La cam­pagne mili­taire dura de 1830 à 1841 ; elle fut sim­ple­ment la guerre avec toutes ses hor­reurs, mais la guerre au sens pri­mi­tif, où la bête humaine s’af­fronte, sans répit pour le vaincu.

Le plus fort, satis­fait de sa puis­sance, entend pro­fi­ter de son avan­tage immé­diat ; il se paye sur place et jus­qu’à satié­té ; il pille, il vole, il viole, il mas­sacre, il détruit. C’est toute l’his­toire des Romains détrui­sant Car­thage, des Euro­péens brû­lant Pékin, des Fran­çais pen­dant la cam­pagne d’A­frique ; d’ailleurs, les pièces à convic­tion sont nombreuses.

C’est le colo­nel Combes, du 47e de ligne, écri­vant d’O­ran, le 18 juin 1836 :

« Nous pûmes incen­dier, dans notre route, tout ce qui était brû­lable ; la cam­pagne fut un vaste océan de feu. Cette manœuvre fut conti­nuée les jours suivants. »

C’est le capi­taine Canrobert :

« Nous avons sur­pris de nuit une assez grande quan­ti­té de Kabyles et enle­vé plu­sieurs sortes de trou­peaux, des femmes, des enfants, des vieillards ; le sol­dat exci­té par l’ap­pât du pillage se livre aux pires excès. »

C’est le com­man­dant de Lioux, du 43e de ligne :

« Nous ren­trons d’une nou­velle expé­di­tion ; notre colonne avait mis­sion de tout rava­ger à plu­sieurs lieues autour de ses bivouacs suc­ces­sifs. En effet, l’on a beau­coup détruit ; des vil­lages entiers ont dis­pa­ru par l’in­cen­die, et plu­sieurs mil­liers de pieds de figuiers, d’o­li­viers et d’autres ont été coupés. »

C’est le lieu­te­nant de Castellane :

« Nous sommes res­tés plu­sieurs jours, détrui­sant les récoltes et les trou­peaux, et nous ne sommes par­tis que lorsque le pays a été com­plè­te­ment ruiné. »

C’est le colo­nel Pel­li­sier, fai­sant enfer­mer 800 per­sonnes dans des grottes, etc., etc.

Après onze ans de cette guerre impi­toyable, les Arabes sub­ju­gués s’in­cli­naient devant le fait accom­pli, et la colo­ni­sa­tion offi­cielle allait s’af­fir­mer dans ses dif­fé­rents systèmes.

N’ou­blions jamais que les inté­rêts du Com­merce et de l’In­dus­trie avaient com­man­dé l’en­tre­prise ; le gou­ver­ne­ment avait four­ni les troupes d’ex­pé­di­tion et d’oc­cu­pa­tion.

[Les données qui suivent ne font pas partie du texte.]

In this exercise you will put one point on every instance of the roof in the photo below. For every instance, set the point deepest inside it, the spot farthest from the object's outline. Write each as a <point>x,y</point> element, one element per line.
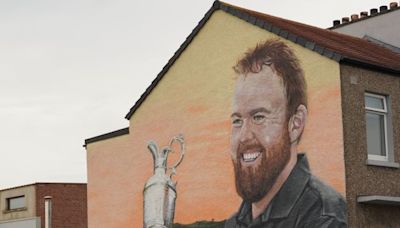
<point>339,47</point>
<point>109,135</point>
<point>382,11</point>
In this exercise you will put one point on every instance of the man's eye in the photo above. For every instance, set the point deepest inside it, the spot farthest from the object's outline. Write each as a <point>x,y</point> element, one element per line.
<point>237,122</point>
<point>258,118</point>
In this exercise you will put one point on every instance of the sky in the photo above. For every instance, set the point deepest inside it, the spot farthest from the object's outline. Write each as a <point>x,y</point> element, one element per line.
<point>71,70</point>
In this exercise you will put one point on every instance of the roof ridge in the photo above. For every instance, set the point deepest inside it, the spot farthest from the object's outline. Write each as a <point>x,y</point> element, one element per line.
<point>331,44</point>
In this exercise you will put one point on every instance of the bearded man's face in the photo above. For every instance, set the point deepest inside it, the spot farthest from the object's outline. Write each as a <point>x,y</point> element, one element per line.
<point>260,144</point>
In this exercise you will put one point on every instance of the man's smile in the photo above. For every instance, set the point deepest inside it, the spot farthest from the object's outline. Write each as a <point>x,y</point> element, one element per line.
<point>249,157</point>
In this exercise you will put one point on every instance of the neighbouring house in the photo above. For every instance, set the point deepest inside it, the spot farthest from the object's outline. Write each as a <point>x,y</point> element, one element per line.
<point>24,206</point>
<point>378,26</point>
<point>352,136</point>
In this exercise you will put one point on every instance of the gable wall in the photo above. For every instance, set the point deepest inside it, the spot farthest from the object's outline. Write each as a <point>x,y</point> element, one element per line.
<point>194,98</point>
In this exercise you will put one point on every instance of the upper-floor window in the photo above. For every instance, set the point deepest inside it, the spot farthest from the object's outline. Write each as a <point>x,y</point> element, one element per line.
<point>14,203</point>
<point>376,116</point>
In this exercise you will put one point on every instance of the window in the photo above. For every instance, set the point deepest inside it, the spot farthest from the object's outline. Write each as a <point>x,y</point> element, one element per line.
<point>376,117</point>
<point>16,203</point>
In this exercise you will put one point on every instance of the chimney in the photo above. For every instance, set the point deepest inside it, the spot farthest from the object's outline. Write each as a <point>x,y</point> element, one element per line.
<point>364,14</point>
<point>47,211</point>
<point>336,23</point>
<point>354,17</point>
<point>393,5</point>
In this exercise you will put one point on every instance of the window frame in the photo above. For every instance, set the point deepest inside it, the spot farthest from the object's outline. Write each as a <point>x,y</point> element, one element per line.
<point>382,112</point>
<point>8,203</point>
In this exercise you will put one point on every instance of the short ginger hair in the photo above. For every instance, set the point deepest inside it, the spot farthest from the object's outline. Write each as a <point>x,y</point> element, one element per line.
<point>277,55</point>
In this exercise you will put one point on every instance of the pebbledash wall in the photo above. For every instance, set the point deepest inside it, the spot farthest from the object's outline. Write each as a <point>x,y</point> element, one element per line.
<point>364,179</point>
<point>194,98</point>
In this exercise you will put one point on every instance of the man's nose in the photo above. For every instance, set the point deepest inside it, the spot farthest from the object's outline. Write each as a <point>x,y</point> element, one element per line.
<point>246,133</point>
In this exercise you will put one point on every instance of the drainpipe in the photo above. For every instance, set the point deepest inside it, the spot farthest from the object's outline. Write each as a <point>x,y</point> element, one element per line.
<point>47,211</point>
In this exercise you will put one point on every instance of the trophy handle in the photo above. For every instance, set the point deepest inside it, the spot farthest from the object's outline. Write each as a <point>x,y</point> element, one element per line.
<point>181,141</point>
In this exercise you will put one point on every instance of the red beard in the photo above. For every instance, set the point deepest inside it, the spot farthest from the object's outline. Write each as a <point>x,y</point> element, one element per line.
<point>253,183</point>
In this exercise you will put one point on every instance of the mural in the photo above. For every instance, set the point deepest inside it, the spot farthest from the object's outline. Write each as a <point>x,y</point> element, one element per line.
<point>262,122</point>
<point>268,118</point>
<point>269,114</point>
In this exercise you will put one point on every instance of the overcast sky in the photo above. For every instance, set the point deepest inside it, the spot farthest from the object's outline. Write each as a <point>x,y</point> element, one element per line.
<point>71,70</point>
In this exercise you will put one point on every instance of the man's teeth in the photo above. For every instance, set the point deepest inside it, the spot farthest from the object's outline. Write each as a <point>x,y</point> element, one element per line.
<point>248,157</point>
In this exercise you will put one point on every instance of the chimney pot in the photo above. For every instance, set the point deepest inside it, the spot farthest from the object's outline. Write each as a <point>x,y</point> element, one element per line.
<point>336,23</point>
<point>383,9</point>
<point>364,14</point>
<point>354,17</point>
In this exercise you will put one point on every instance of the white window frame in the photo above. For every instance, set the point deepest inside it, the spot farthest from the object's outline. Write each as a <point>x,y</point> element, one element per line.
<point>384,113</point>
<point>9,199</point>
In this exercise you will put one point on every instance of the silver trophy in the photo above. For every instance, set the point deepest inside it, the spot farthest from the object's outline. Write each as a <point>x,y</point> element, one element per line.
<point>160,191</point>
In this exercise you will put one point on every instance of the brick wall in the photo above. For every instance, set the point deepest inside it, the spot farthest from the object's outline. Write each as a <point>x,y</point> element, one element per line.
<point>69,204</point>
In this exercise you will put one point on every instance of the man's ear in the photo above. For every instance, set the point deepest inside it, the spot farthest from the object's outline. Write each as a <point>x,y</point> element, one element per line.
<point>297,123</point>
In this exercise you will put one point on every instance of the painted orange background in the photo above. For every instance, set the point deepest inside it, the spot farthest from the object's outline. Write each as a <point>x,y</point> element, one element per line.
<point>194,98</point>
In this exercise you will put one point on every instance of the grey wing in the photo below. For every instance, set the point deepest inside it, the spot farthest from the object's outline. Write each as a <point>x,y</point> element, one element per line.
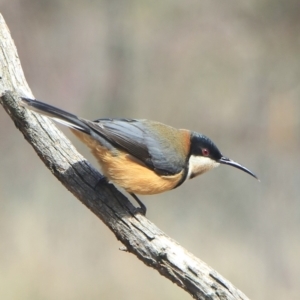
<point>137,138</point>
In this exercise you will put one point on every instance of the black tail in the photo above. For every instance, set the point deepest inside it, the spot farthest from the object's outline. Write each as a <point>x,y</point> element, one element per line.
<point>57,114</point>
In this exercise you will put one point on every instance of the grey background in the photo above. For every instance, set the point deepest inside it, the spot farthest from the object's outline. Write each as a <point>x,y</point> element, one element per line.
<point>228,69</point>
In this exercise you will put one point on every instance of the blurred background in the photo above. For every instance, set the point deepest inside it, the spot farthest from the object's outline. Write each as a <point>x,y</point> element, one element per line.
<point>228,69</point>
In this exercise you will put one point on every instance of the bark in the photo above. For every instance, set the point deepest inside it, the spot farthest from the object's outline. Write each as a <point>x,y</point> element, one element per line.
<point>139,236</point>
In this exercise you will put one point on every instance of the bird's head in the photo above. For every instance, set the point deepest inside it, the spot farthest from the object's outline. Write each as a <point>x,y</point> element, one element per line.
<point>204,156</point>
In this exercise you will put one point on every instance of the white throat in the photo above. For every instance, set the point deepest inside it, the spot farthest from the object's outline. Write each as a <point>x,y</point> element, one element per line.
<point>199,165</point>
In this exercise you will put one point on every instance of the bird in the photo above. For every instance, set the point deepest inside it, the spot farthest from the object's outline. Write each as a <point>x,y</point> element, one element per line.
<point>141,156</point>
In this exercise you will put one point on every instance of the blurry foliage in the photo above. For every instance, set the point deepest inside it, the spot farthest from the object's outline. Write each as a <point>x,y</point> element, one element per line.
<point>229,69</point>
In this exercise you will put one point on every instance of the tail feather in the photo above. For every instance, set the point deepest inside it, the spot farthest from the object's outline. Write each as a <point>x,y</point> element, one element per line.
<point>57,114</point>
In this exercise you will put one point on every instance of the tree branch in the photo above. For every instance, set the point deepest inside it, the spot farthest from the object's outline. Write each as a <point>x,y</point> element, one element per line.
<point>138,234</point>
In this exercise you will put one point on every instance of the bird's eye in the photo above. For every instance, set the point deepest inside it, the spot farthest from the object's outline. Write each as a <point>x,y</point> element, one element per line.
<point>205,152</point>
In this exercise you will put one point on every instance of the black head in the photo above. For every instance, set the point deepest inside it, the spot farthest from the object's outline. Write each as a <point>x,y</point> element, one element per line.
<point>204,155</point>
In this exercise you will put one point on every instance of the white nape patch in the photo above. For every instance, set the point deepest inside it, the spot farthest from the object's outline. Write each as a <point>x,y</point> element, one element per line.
<point>199,165</point>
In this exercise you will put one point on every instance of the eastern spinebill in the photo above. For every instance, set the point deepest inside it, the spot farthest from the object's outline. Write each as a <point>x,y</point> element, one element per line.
<point>143,157</point>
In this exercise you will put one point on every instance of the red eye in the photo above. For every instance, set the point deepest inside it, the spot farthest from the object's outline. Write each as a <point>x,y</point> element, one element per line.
<point>205,152</point>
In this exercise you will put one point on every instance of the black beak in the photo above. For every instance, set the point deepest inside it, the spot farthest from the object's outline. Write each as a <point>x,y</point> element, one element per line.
<point>228,161</point>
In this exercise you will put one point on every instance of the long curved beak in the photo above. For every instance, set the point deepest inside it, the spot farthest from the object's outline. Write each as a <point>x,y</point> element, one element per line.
<point>227,161</point>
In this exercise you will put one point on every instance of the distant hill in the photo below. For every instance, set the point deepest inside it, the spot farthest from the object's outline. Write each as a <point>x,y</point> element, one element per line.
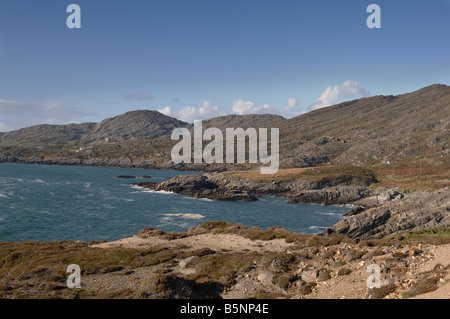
<point>380,130</point>
<point>134,125</point>
<point>46,134</point>
<point>376,130</point>
<point>243,121</point>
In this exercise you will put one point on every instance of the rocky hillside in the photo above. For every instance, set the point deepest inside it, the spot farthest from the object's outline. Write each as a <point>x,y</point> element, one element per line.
<point>244,121</point>
<point>46,134</point>
<point>412,129</point>
<point>134,125</point>
<point>375,130</point>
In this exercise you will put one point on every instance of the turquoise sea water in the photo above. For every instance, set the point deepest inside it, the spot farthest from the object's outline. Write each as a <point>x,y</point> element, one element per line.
<point>46,203</point>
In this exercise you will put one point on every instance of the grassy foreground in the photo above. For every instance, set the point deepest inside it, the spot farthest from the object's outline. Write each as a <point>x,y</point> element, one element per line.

Les inté­res­sés pou­vaient être satis­faits : ils n’a­vaient plus qu’à se pré­sen­ter au par­tage du butin. Les res­sources natu­relles étaient là, ils n’a­vaient qu’à les prendre ; les indi­gènes sou­mis pou­vaient être uti­li­sés. Mes­sieurs, ne vous gênez pas !… Ils pou­vaient bâtir, édi­fier, construire, exploi­ter, culti­ver, si tels étaient leurs inté­rêts, puis­qu’il étaient les maîtres et que l’ar­mée veillait au main­tien de l’ordre et de la sécurité.

En 1841, le branle était don­né, et la colo­ni­sa­tion allait entrer dans sa phase capitaliste.

La véri­té implique la nota­tion que nul plan d’en­semble n’a­vait été éla­bo­ré. Nulle entente préa­lable entre com­plices sur le sys­tème ; cha­cun tra­vaillait pour soi et ses amis.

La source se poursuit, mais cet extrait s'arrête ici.